Thank you for the feedback. I am working on making this as much clearer
as I can.

>>> +	return size;
>>> +}
>>> +
>>>    static u32 size_h264d_bse_cmd_buf(u32 frame_height)
>>>    {
>>>    	u32 height = ALIGN(frame_height, 32);
>>> @@ -174,6 +221,20 @@ static u32 hfi_buffer_persist_h264d(void)
>>>    		    DMA_ALIGNMENT);
>>>    }
>>>
>>> +static u32 hfi_buffer_persist_av1d(u32 max_width, u32 max_height, u32 total_ref_count)
>>> +{
>>> +	u32 comv_size, size;
>>> +
>>> +	comv_size =  hfi_buffer_comv_av1d(max_width, max_height, total_ref_count);
>>> +	size = ALIGN((SIZE_AV1D_SEQUENCE_HEADER * 2 + SIZE_AV1D_METADATA +
>>> +	AV1D_NUM_HW_PIC_BUF * (SIZE_AV1D_TILE_OFFSET + SIZE_AV1D_QM) +
>>> +	AV1D_NUM_FRAME_HEADERS * (SIZE_AV1D_FRAME_HEADER +
>>> +	2 * SIZE_AV1D_PROB_TABLE) + comv_size + HDR10_HIST_EXTRADATA_SIZE +
>>> +	SIZE_AV1D_METADATA * AV1D_NUM_HW_PIC_BUF), DMA_ALIGNMENT);
>>> +
>>> +	return ALIGN(size, DMA_ALIGNMENT);
>>> +}
>>> +
>>>    static u32 hfi_buffer_non_comv_h264d(u32 frame_width, u32 frame_height, u32 num_vpp_pipes)
>>>    {
>>>    	u32 size_bse = size_h264d_bse_cmd_buf(frame_height);
>>> @@ -459,6 +520,148 @@ static u32 hfi_buffer_line_h264d(u32 frame_width, u32 frame_height,
>>>    	return ALIGN((size + vpss_lb_size), DMA_ALIGNMENT);
>>>    }
>>>
>>> +static u32 size_av1d_lb_opb_wr1_nv12_ubwc(u32 frame_width, u32 frame_height)
>>> +{
>>> +	u32 y_width, y_width_a = 128;
>>> +
>>> +	y_width = ALIGN(frame_width, y_width_a);
>>> +
>>> +	return (256 * ((y_width + 31) / 32 + (AV1D_MAX_TILE_COLS - 1)));
>>> +}
>>> +
>>> +static u32 size_av1d_lb_opb_wr1_tp10_ubwc(u32 frame_width, u32 frame_height)
>>> +{
>>> +	u32 y_width, y_width_a = 256;
>>> +
>>> +	y_width = ALIGN(frame_width, 192);
>>> +	y_width = ALIGN(y_width * 4 / 3, y_width_a);
>>> +
>>> +	return (256 * ((y_width + 47) / 48 + (AV1D_MAX_TILE_COLS - 1)));
>> y_width is a thing times 4 divided by 3 aligned to 192.
>>
>> OK
>>
>> Then we return 256 * ((y_width + 47?) / 48 + (A_DEFINE_NICE - 1)));
>>
>> 47 ? The magic number in the routine above is 31.
>>
>> I don't think I'd be comfortable giving an RB for this.
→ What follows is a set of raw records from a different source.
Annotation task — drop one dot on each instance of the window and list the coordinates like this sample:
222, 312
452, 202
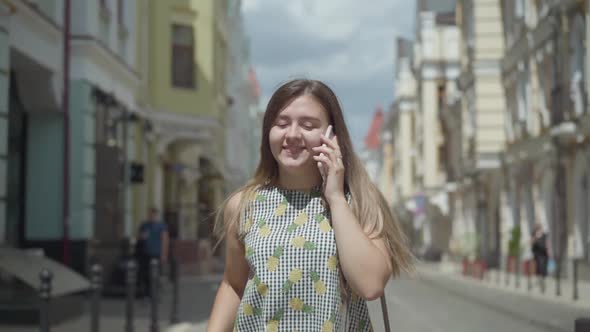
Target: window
183, 50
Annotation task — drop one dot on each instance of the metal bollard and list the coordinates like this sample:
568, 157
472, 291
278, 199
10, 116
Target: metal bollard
582, 325
96, 286
45, 294
575, 290
131, 278
154, 284
174, 313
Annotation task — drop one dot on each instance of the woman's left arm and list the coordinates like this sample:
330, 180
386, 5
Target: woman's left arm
364, 261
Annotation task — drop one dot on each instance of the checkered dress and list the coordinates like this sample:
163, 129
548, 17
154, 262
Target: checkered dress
294, 283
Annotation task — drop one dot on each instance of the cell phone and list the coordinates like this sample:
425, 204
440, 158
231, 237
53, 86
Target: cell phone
327, 134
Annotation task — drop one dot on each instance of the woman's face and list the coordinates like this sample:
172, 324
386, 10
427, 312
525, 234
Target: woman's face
296, 130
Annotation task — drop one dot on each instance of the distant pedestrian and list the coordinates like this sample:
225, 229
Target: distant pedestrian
540, 249
310, 238
152, 244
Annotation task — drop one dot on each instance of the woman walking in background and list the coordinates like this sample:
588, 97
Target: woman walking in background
309, 239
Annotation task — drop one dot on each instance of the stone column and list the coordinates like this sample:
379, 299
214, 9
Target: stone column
4, 95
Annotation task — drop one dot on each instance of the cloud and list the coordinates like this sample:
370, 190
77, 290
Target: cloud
346, 43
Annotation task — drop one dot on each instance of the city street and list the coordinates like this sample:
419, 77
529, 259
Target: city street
430, 302
437, 303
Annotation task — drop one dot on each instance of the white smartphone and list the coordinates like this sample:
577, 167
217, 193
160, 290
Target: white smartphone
328, 134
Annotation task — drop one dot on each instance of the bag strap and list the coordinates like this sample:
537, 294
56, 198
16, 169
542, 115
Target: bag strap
385, 315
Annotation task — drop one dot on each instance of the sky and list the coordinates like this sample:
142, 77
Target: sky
348, 44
You guys need to
>> take steps to make your code more digestable - zapping the complex
>> bit-shifts and magic numbers.
>>
>> I don't see how a reviewer can really be expected to fit this into their
>> head and say "yep LGTM" needs to be decoded both for the sake of the
>> reviewer and for future coders, perhaps even future you trying to figure
>> out where the bug is..
>>
>> ---
>> bod

Understood, thank you.  I'm continuing to work on simplifying the code to
make it more meaningful.

Regards,
Deepa